レイジとの距離が十歩まで狭まったとき、サーシャの目がこちらを向いた。
冷血な爬虫類のように、体温を凍結させた流氷の目。
「連れてこい」
サーシャが顎をしゃくり、サーシャが伴っていた臣下とは少し離れた距離に待機していた別の三人がこちらへと歩き出す。コンクリートの屋上をよこぎりこちらへと駆けつけてきた少年らに、壮絶に嫌な予感が募る。
「さわんなよっ、」
「垢とフケで爪が黒ずんだ不潔な手でさわるな、最低三十回は石鹸で洗ってこい」
背後に回りこんだ少年らに羽交い絞めにされたロンがカッとして叫び、腕を掴まれて強制的に立ち上がらされた僕も不機嫌げに抗議する。抗議内容はおなじなのに何故だか僕のほうが不興を買って邪険に扱われた。釈然としない。

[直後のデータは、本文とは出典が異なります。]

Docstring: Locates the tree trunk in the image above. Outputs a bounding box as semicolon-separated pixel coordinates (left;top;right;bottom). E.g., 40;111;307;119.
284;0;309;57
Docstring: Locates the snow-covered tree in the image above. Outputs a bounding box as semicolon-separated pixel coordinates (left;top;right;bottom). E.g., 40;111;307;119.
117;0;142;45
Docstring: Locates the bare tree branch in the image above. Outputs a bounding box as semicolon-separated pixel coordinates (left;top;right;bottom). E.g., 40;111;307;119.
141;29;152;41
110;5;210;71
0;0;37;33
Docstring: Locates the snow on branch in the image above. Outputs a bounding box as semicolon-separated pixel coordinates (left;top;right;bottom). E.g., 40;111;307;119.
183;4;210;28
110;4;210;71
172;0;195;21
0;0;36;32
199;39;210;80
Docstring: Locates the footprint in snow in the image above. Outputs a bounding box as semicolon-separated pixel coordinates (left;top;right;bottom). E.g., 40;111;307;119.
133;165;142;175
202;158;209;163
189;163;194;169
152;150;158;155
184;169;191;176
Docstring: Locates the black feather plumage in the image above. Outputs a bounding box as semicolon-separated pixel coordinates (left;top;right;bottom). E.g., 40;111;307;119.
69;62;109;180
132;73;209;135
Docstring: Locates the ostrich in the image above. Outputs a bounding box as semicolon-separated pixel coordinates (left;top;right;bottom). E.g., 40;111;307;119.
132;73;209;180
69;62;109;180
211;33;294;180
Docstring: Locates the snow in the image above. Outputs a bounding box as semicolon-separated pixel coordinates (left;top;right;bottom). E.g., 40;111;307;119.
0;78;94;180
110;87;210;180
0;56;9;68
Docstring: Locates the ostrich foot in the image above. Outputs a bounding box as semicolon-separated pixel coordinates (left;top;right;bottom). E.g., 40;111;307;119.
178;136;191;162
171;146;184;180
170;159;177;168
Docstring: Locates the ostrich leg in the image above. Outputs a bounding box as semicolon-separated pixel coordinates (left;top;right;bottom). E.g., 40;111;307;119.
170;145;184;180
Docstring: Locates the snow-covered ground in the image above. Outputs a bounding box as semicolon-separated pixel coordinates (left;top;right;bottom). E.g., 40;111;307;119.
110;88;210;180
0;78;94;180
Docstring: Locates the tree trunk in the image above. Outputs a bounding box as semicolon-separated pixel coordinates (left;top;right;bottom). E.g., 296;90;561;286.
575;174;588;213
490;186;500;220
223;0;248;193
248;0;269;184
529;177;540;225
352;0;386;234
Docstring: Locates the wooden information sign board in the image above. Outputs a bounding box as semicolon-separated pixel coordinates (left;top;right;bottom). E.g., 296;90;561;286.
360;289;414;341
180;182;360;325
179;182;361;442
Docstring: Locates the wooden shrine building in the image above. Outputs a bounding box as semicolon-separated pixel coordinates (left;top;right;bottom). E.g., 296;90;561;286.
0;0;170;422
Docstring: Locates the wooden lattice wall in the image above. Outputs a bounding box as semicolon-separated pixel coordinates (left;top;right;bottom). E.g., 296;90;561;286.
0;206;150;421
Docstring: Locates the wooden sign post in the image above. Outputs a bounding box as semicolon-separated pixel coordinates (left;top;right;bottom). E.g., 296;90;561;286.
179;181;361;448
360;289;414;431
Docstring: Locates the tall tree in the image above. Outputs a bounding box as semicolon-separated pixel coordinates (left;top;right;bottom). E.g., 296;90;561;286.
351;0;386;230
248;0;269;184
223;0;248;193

膝を蹴られて前のめりによろばいでた僕の前で、レイジとサーシャは互いに微動だにせず向き合っていた。サーシャの息のかかった少年らに完全包囲されて連行されてきた僕らを見て、レイジがかすかに訝しげな顔をする。
レイジとサーシャの中間、両者からひとしく五歩の距離を隔てた場所へと引き出された僕は、これから何が起こるのか予測できずロンと顔を見合わせる。
どうせろくでもないことがおきるのだとは思うが。
「―何の真似だ?」
うっすらと笑みを浮かべたままの軽薄な表情とは裏腹に、氷塊を沈めた口調でレイジが問う。
「愚かな王だな」
僕たちを挟んでレイジと対峙したサーシャが、哀れみ深いまなざしで憫笑する。
「なぜ私がリョウから薬を借りてまでこの薄汚い台湾人を拉致したと思う?答えは明白―……『これ』がお前の唯一にして最大の弱味だからだ。そうだな、リョウ?」
癖のない銀髪を揺らして振り向いたサーシャの視線の先、コンクリート塀に腰掛けて舞踏会を見物と決めこんでいたリョウが頷く。
「少なくとも僕はそう聞いたよ、彼から」
リョウが陽気にウィンクを飛ばし、その場に参集した全員の視線が見えない重圧となって僕へと注がれる。
「おまえが噛んでたのか……」
背中越しに恨めしい呟き。手錠を鳴らして振り向いたロンが忌々しげに僕を睨む。
「………仕方ないだろう。眼鏡を盾にとられたんだ」
「さっきの言葉そっくり返すぜ。こうなったのも全部お前のせいだ」
ひどい言いがかりだ。公平に見て、僕には二割の責任しかない。残り八割の責任はリョウとリョウのうしろで陰謀の糸をひいていたサーシャにあるだろう。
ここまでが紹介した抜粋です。